在沉默中只有那些听不懂的叫骂,和肉|体受到重击时那令人牙酸的闷响。
排长抹掉唇边的血,低声对宁舒英道:“你会说他们的话么?”
他在想能不能想办法,探出这些人的目的来。
宁舒英摇摇头。
他们都接受过简单的月南语培训,但会的句子不多。
她耸耸肩膀,道:“我只记得一句了——”
女孩语气平静,用月南语说道:“缴枪不杀。”
“你说什么?!”
一个游击队的士兵听见了,冲过来怒喝,随即宁舒英的肩膀就挨了一枪托。
排长急忙将她护在身后。
一连串粗野的辱骂从那士兵的口中飚出,直到他的同伴把他拉开。
那个女的是医疗兵,既不能玩也不能杀,没必要因为她招来上级的不满。
但他同时也朝着宁舒英露出了一个残忍的笑。
他一边比划一边对宁舒英道:“你们永远也不能离开我们的国家了,要永远做我们的奴隶。”
待那两名士兵转身走了,排长才低声道:“你疯了?!”
他又问:“他刚才比划什么,你看明白没有?”
他惊异地看着宁舒英的脸上竟然露出一个浅淡的笑容来。
女卫生兵道:“说了我只会那一句话嘛,怎么听得懂别的?”
她
的笑容中有一丝并不掩藏的笃定。
“那句实用,我们会用上的。”
排长盯着她瞧,似乎不知道她哪里来的这么大胆子。
宁舒英用纱布重新将那作家的伤腿包扎起来,她低着头,脸上的神色被阴影遮盖,“这是从前有人告诉我的。”
她的语气坚定且温柔——
“要有革命乐观主义精神。
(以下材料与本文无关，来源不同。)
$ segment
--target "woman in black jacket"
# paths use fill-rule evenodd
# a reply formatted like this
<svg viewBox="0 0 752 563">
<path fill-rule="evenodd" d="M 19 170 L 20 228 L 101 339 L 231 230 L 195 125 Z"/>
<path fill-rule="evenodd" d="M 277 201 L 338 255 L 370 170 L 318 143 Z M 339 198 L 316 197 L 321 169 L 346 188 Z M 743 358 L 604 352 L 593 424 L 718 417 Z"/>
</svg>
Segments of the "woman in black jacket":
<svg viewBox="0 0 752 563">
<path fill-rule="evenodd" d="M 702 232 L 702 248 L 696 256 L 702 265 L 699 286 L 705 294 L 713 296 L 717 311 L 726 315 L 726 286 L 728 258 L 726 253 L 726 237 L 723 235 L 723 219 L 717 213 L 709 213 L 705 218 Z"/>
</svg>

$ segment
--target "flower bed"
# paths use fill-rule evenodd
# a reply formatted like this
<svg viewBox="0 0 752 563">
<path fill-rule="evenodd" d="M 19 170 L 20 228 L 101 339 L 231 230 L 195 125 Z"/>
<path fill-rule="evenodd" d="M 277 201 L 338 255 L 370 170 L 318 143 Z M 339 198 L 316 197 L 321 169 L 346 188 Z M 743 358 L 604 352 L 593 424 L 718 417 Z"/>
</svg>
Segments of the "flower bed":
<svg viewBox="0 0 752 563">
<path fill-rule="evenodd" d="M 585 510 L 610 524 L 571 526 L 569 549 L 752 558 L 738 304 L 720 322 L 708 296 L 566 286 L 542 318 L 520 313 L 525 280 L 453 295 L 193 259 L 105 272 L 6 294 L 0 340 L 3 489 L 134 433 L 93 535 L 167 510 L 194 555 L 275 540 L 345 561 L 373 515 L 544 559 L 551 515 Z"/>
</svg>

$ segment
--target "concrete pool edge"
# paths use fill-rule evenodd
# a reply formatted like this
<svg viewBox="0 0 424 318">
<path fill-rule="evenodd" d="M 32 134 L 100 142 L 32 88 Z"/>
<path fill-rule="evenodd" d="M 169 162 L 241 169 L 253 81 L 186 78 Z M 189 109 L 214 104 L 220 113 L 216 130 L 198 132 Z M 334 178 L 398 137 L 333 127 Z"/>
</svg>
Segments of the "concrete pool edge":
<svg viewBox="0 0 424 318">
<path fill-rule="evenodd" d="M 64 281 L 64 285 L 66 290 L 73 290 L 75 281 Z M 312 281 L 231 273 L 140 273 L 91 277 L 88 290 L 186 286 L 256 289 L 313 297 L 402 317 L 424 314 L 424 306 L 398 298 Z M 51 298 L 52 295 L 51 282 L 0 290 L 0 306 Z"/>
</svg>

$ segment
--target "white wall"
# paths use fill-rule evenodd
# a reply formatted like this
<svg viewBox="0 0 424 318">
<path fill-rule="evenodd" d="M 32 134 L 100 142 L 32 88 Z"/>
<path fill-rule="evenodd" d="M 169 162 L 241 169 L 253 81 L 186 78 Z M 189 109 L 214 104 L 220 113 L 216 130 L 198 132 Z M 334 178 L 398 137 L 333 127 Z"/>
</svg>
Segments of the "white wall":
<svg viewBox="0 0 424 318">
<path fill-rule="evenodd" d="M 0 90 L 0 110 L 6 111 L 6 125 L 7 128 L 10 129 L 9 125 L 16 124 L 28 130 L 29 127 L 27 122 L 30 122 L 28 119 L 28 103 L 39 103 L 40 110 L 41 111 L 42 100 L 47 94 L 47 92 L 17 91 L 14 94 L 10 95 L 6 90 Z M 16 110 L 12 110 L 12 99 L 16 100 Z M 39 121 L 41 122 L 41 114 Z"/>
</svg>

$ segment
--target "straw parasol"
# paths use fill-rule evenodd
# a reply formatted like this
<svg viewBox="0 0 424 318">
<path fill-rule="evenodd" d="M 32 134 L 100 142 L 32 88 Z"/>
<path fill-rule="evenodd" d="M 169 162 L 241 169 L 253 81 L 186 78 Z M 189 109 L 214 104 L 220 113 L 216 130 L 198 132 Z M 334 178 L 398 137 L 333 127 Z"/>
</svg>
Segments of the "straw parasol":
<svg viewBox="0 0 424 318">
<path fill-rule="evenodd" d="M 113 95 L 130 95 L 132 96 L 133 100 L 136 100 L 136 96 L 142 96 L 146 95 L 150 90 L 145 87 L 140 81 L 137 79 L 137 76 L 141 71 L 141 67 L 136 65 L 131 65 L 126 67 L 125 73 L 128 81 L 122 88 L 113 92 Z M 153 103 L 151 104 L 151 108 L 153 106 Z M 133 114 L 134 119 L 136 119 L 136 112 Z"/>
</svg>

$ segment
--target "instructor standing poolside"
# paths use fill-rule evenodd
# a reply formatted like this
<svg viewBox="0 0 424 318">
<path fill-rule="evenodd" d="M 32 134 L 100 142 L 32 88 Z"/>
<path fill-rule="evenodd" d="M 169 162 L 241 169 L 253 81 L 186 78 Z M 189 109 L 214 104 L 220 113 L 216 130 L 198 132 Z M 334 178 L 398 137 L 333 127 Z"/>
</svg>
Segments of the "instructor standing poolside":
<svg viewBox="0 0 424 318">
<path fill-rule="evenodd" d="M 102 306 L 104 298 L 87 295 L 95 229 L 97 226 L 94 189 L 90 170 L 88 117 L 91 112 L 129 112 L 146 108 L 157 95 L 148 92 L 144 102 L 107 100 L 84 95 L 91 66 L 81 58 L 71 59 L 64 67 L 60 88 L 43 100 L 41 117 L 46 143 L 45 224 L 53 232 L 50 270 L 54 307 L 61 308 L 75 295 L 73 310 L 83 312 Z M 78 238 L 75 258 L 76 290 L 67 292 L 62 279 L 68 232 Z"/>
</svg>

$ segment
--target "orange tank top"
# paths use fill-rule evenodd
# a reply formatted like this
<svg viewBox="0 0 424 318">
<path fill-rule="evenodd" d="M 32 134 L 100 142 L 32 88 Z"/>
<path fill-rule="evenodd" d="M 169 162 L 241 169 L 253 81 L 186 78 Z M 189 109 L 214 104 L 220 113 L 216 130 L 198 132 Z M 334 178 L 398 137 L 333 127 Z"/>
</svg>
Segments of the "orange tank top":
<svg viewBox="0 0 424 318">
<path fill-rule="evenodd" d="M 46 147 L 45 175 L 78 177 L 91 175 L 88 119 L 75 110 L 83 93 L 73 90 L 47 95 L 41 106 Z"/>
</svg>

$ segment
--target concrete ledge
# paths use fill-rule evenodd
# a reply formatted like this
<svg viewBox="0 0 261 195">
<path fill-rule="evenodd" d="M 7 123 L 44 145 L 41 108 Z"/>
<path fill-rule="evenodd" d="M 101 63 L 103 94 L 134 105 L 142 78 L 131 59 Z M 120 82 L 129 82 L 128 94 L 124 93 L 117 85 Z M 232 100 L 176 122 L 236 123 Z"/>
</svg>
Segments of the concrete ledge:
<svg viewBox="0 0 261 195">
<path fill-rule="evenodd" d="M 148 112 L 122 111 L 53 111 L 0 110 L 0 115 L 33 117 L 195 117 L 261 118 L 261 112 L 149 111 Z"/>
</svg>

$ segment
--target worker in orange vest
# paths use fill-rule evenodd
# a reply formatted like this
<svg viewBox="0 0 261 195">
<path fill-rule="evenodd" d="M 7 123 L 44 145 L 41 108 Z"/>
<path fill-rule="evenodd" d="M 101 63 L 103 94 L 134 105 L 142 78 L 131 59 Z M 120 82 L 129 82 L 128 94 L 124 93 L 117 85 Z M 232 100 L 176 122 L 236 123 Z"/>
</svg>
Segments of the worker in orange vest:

”
***
四下里安静极了。
天边已经渐渐露出一线鱼肚白。
宁舒英半揽着那名作家,垫高他的头部,整夜观察着他的情况。
游击队的人,除了看守他们的几名守卫外,就只有一个班左右的小队在掩体后值守,其余人都钻入了简易帐篷内休息。
有人从简易帐篷后转出来。
他用月南语简短地说,“有火吗。”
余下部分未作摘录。